A state-of-the-art Multimodal Retrieval-Augmented Generation (RAG) application built with Python, FastAPI, and OpenAI. It supports uploads of text, images, and PDFs, blending OCR, local vision embeddings, and dense-vector search into a conversational API.


🌟 Key Capabilities

  1. Multimodal Ingestion Pipeline:
    • Dynamically parses uploaded .pdf, .png, .jpg, and .txt files.
    • Leverages pdfplumber to scrape precise text chunks and bounding boxes, while simultaneously utilizing pytesseract to extract OCR text directly from embedded images and visual graphics mapping them precisely to metadata.
  2. Text & Vision Embeddings:
    • Pure text retrieval uses OpenAIEmbeddings alongside a local FAISS CPU index.
    • Native visual elements rely on local Hugging Face sentence-transformers models (using clip-ViT-B-32) to properly convert imagery into searchable vector dimensions without expensive third-party external API loops.
  3. Hybrid Search System (RRF):
    • Merges Sparse semantic tracking (using rank_bm25 lexical algorithms) alongside foundational Dense embedding searches (using FAISS).
    • Melds these candidates utilizing Reciprocal Rank Fusion (RRF) to organically return the best combined text matches.
  4. Cross-Modal Reranking Phase:
    • Both textual paragraphs and raw extracted image paths are scored specifically against the user's live query using cosine_similarity.
    • Ensures visually relevant diagrams are handed directly to the OpenAI generation head.
  5. Conversational Memory & State Persistence:
    • Real-time LLM interactions are maintained logically in memory natively mapping chat_history.
    • Connected seamlessly to a MongoDB Atlas Cloud Database, the tool autosaves every conversation you have. Previous dynamic chats are mapped securely inside a "Chat History" sidebar to reload sessions asynchronously.
  6. API-first design:
    • FastAPI endpoints for upload/chat/history plus Swagger docs at /docs.
  7. Per-Thread Context Persistence:
    • Each chat thread keeps its own retrieval context (vector index + image references) so users can reopen old chats and continue asking questions without re-uploading.
    • Original uploaded file bytes are not stored in chat history documents.

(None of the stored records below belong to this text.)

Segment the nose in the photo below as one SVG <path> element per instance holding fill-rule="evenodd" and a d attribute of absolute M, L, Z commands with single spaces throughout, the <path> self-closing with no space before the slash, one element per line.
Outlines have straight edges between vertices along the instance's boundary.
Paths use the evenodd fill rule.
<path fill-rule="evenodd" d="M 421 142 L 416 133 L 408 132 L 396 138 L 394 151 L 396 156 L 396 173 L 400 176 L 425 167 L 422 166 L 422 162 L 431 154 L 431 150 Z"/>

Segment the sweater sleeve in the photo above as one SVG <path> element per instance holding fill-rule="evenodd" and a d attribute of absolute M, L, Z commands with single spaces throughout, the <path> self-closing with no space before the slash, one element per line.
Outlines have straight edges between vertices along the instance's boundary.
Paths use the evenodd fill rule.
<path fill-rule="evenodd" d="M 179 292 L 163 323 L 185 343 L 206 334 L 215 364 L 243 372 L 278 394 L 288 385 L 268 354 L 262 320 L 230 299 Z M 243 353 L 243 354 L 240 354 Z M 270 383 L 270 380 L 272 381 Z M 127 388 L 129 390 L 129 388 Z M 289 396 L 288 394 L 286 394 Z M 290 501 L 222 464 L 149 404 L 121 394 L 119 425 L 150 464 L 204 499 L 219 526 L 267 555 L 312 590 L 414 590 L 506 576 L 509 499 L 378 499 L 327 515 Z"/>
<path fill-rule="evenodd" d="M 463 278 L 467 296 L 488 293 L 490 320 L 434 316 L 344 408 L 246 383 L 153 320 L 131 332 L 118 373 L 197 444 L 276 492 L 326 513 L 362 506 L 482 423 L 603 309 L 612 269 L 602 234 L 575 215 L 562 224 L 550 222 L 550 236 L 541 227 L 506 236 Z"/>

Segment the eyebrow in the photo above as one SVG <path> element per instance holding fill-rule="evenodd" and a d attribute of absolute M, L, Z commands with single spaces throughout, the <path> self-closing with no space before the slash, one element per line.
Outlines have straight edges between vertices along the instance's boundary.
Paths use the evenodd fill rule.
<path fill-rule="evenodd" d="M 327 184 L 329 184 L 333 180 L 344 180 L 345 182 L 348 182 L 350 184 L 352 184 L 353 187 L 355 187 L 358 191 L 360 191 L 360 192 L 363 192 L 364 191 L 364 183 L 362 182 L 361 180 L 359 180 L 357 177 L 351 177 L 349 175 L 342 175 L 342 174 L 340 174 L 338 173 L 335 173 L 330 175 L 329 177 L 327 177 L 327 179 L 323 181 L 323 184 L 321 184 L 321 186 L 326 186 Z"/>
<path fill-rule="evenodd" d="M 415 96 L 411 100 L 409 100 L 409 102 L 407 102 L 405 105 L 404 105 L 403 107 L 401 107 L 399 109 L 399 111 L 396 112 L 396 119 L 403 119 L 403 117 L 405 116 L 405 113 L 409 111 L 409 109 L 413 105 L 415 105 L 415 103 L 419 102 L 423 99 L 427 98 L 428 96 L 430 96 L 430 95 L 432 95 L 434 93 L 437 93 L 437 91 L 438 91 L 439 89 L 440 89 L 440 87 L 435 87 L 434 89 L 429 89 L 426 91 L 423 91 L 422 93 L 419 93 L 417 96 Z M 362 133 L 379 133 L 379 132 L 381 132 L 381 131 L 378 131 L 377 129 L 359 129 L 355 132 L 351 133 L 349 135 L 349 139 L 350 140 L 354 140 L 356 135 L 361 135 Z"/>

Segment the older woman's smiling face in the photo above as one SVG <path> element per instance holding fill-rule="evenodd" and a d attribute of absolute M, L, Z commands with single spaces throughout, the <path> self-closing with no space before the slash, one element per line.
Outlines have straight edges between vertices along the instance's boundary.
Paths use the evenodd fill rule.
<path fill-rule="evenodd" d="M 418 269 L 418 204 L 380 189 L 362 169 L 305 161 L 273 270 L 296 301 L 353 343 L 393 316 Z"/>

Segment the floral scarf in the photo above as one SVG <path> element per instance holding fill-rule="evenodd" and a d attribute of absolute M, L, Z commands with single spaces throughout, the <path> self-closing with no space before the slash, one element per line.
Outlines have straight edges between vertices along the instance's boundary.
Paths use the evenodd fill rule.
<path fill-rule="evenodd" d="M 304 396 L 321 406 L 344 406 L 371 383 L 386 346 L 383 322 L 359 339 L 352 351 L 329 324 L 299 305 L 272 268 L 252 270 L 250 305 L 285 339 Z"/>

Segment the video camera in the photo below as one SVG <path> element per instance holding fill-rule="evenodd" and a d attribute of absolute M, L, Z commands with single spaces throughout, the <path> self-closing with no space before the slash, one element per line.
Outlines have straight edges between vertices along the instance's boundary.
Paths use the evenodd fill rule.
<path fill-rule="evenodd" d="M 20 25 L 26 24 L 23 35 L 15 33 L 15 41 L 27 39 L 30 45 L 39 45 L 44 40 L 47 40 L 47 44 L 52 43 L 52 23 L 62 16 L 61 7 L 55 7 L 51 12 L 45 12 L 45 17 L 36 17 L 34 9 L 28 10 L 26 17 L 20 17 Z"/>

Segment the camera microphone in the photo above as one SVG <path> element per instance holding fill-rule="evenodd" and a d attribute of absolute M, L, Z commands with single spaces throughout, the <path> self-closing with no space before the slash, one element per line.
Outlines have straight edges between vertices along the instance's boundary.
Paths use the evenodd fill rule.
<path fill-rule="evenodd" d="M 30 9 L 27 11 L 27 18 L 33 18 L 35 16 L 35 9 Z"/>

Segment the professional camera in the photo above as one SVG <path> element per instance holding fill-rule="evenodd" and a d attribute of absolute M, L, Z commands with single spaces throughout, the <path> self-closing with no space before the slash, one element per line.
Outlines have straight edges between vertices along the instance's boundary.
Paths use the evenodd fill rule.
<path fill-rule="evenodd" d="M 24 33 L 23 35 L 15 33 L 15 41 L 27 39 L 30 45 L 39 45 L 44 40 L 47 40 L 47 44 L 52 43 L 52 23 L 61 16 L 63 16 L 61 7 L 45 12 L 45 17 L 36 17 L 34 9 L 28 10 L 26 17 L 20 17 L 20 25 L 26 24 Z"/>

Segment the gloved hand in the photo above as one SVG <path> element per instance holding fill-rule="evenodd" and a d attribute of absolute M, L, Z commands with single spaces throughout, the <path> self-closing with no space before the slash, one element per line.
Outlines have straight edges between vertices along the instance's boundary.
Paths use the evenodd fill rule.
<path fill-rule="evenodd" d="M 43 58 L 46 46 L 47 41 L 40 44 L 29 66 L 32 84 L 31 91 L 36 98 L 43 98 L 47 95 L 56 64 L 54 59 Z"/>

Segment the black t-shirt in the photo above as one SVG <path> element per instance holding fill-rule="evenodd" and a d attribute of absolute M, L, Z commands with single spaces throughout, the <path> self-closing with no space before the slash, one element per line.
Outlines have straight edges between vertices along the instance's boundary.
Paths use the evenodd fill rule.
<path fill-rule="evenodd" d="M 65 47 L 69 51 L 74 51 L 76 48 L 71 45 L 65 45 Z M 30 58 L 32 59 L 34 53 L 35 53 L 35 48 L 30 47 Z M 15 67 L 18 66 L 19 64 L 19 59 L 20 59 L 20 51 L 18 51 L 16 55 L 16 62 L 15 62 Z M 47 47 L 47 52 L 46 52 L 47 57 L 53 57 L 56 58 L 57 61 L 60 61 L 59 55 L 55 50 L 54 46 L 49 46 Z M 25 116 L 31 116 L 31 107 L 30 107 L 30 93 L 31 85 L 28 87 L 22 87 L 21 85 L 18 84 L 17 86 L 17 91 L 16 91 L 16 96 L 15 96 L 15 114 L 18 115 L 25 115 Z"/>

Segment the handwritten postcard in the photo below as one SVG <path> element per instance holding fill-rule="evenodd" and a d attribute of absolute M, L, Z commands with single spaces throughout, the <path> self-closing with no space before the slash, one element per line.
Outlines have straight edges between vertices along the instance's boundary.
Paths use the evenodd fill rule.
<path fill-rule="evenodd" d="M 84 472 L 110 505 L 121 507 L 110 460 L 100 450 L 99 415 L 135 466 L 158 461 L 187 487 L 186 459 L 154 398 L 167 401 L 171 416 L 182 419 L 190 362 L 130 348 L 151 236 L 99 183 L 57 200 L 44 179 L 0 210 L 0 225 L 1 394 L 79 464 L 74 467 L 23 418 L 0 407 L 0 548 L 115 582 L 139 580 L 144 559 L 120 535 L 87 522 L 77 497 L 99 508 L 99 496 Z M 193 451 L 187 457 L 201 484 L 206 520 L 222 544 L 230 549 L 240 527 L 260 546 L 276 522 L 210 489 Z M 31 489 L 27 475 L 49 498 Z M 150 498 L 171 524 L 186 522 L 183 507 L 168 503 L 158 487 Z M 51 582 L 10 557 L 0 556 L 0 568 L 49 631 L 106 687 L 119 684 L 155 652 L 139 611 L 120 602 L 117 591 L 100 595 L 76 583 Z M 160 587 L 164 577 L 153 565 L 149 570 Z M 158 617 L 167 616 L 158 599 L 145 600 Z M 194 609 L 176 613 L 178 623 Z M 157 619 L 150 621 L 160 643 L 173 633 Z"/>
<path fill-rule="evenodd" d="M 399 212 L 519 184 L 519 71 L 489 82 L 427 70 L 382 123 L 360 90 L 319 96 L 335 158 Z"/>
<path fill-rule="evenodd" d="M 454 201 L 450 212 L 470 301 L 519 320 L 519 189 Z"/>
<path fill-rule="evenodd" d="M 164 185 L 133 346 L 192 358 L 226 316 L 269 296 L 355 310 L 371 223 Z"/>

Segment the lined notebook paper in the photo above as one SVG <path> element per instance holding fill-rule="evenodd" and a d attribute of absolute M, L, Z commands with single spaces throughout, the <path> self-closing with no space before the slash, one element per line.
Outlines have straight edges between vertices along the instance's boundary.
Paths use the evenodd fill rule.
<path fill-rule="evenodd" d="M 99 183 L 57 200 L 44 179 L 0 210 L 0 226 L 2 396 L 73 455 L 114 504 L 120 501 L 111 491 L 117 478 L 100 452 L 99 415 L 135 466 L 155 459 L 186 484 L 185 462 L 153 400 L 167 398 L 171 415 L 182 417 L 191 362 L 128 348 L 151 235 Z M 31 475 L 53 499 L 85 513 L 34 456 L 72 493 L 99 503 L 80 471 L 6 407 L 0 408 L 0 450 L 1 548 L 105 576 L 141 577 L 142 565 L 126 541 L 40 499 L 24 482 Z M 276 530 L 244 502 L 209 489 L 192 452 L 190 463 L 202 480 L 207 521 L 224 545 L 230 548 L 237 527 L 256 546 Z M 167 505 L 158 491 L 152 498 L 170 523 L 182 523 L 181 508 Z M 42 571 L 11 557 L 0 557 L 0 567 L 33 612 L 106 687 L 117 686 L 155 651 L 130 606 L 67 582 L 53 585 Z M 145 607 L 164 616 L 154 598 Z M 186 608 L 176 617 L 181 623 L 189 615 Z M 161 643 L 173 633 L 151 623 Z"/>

🛠️ Tech Stack & Requirements

Infrastructure & Backends

  • Python 3.11+
  • FastAPI (API server)
  • MongoDB (Database history persistence)

AI Tooling & Frameworks

  • OpenAI API (gpt-4o-mini for text/vision generation capability & text-embedding-3-small for dense vectors)
  • LangChain (Structuring FAISS and data abstractions)
  • Hugging Face (sentence-transformers) & torchvision (Underlying core algorithms utilized for evaluating visual cross-modals)

Parsing & Data Scraping

  • pytesseract, Pillow, pdf2image, pdfplumber

🚀 Setting Up the Project

1. Requirements

Ensure you have Tesseract OCR formally installed on your host machine to allow image-to-text processing.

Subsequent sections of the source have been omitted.